With the Sun Microsystem recent move to acquire MySQL AB, open source business models will be a topic of much discussion again. MySQL AB, like Red Hat, has always been one of the examples everyone points to for how an open source business should be run. One of the oft quoted statistics of the MySQL business is "one customer for every thousand users". This number is then quickly put into context as "probably too big" because MySQL is available in so many places that trying to count downloads and users becomes impossible. When JBoss was acquired by Red Hat, the publicly acknowledged conversion rates were 3% (JBoss) and 10% (Red Hat). People start making assumptions about business models based on driving downloads and user community size. And that's where the problem starts.

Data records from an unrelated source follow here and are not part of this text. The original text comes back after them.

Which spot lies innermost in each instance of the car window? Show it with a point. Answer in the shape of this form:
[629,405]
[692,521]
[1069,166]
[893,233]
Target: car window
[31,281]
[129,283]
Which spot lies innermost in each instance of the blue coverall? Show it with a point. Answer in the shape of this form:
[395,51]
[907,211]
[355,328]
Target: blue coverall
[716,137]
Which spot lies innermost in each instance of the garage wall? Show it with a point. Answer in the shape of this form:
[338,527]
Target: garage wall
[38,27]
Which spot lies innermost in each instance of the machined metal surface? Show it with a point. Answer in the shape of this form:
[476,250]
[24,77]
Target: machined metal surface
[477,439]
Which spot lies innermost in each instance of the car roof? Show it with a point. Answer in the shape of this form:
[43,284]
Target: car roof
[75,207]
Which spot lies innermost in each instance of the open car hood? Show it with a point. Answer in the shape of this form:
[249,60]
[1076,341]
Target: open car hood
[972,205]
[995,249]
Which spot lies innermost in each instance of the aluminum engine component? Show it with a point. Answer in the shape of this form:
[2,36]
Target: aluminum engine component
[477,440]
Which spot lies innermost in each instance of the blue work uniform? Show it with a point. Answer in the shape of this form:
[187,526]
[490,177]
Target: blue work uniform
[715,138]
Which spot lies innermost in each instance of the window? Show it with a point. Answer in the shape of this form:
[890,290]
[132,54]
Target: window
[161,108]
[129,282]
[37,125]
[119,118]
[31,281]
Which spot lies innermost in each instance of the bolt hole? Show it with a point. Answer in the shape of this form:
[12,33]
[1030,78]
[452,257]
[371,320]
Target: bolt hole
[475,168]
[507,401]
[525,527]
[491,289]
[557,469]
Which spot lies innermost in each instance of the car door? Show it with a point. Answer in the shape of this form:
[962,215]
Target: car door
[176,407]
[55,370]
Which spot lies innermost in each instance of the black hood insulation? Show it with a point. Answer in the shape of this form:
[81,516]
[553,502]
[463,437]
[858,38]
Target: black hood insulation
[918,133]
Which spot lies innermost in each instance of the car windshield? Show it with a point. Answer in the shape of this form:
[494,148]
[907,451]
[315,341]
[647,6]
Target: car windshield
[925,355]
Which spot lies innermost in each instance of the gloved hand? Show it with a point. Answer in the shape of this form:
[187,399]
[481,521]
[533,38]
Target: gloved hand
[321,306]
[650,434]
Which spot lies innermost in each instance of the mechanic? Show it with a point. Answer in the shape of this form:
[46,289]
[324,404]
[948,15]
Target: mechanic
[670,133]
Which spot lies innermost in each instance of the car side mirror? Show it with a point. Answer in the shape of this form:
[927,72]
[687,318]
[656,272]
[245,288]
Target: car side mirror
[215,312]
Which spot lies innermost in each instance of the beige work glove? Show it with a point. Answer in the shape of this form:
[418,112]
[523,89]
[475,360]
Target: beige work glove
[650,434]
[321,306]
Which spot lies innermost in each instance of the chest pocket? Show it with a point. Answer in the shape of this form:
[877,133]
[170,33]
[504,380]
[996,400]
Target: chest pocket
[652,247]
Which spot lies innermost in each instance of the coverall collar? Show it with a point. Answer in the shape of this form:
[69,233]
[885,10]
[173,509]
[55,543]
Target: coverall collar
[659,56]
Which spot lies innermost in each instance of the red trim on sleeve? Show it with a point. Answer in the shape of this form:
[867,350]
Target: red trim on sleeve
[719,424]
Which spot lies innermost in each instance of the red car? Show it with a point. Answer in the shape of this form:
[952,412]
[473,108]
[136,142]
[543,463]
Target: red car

That's an order of magnitude difference. In a bricks-and-mortar world, business differences measured in a few percentage points are spectacular when comparing company ratios. In a digital world, where the cost of goods sold and marginal cost differences change, it doesn't seem right that we would be seeing orders of magnitude differences between companies for this type of ratio.

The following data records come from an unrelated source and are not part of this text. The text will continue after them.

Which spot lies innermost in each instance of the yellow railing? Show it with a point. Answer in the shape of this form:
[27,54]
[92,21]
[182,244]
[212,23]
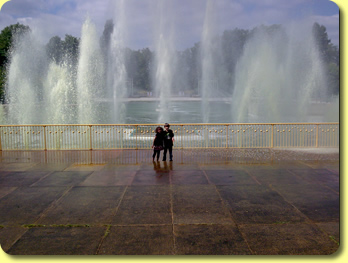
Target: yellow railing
[140,136]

I participated in a recent informal (qualitative) survey around purchased support for Linux systems. [It was definitely NOT quantitatively or statistically significant. But anecdotal evidence can be interesting.] In operations of 100 servers or fewer, no one even considered buying support from their vendor for ANY of the servers. In operations of greater than 1000 servers, no one questioned buying support for ALL of their servers. Even "small" operations of 100 servers were still mission critical.

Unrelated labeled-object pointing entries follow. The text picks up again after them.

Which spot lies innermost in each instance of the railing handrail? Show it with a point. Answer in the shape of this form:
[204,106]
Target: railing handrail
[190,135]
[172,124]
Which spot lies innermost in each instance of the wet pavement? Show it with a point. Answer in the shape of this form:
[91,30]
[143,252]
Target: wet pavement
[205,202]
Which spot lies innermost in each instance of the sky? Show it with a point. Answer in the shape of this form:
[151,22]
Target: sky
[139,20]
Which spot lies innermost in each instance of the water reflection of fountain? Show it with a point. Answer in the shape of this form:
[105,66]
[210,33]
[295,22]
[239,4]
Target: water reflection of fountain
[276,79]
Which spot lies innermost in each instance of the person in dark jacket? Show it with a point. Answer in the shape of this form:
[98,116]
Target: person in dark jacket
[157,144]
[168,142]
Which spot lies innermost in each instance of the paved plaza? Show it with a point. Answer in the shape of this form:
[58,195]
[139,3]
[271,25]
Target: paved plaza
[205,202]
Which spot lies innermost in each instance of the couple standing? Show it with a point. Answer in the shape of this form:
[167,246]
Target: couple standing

Somewhere in the order of magnitude difference in the server farm size, buying priorities change IT budget allocations. Maybe it has something to do with relative percentages of the budget spent on hardware/software/support versus headcount/expertise. Or with the cost of downtime to the business for a particular application environment. (A friend with a "small" server farm of ~100 servers told me recently they didn't hesitate to pay for JBoss support while migrating a critical application from a BEA Weblogic environment, but didn't consider paying support on the Linux servers themselves.) Or maybe it has something to do with the relative margins of the business. But I'm pretty sure the change in buying habit has more to do with the customers' business needs than the vendors' distribution practices.
Regular readers of this blog have heard me rail against the idea that open source is some sort of different business model. (Again, I'm not talking about collaborative software development in community here, but rather businesses that use such software.) It's definitely an area we need to go think about some more, figuring which software business ratios are significant and which practices to encourage.
Good post. Could not agree more with "Regular readers of this blog have heard me rail against the idea that open source is some sort of different business model".
I think the only difference is that open source is a very different market capture strategy (to me the next level of Microsoft's tolerating Piracy strategy).
Another important aspect is knowing what kind of open source business you are in. There are commercial players and there are not for profit players(example Apache) - both have different models around running a business
some more perspectives on the topic
1.http://www.gandalf-lab.com/blog/2007/04/does-open-source-make-ecomonic-sense.html
2.http://www.gandalf-lab.com/blog/labels/open%20source.html
Posted by: Niraj J | 27 January 2008 at 16:30
Stephen, I think you have the right handle and the right sense here, namely that the larger the company, the more likely they are to consolidate support and buy from a qualified set of 3rd parties. This is precisely the dynamic that I have seen all over the world: the "early adopters" don't actually adopt support, just source code. But when the code is handed over to "mainstream" users, they want support because they know how to build and run a shop with defined support models.
I could swear that last year I came across a university-led survey that asked this same question, and concluded the same thing: that smaller outfits are more likely to self-support, whereas larger outfits are more likely to contract support. This may explain why building an open source business is so difficult: there just isn't a workable revenue model until you have enough scale, and you cannot get that scale until you prove to the mainstream customer, over a period of years, that they can trust you to be smart with their money.
That does not make open soure a poor business model, just a very, very defensible one. And it may explain why open source companies like MySQL and Trolltech are much more likely to be acquired by a company that does have scale than to attract market capital to become a company with scale.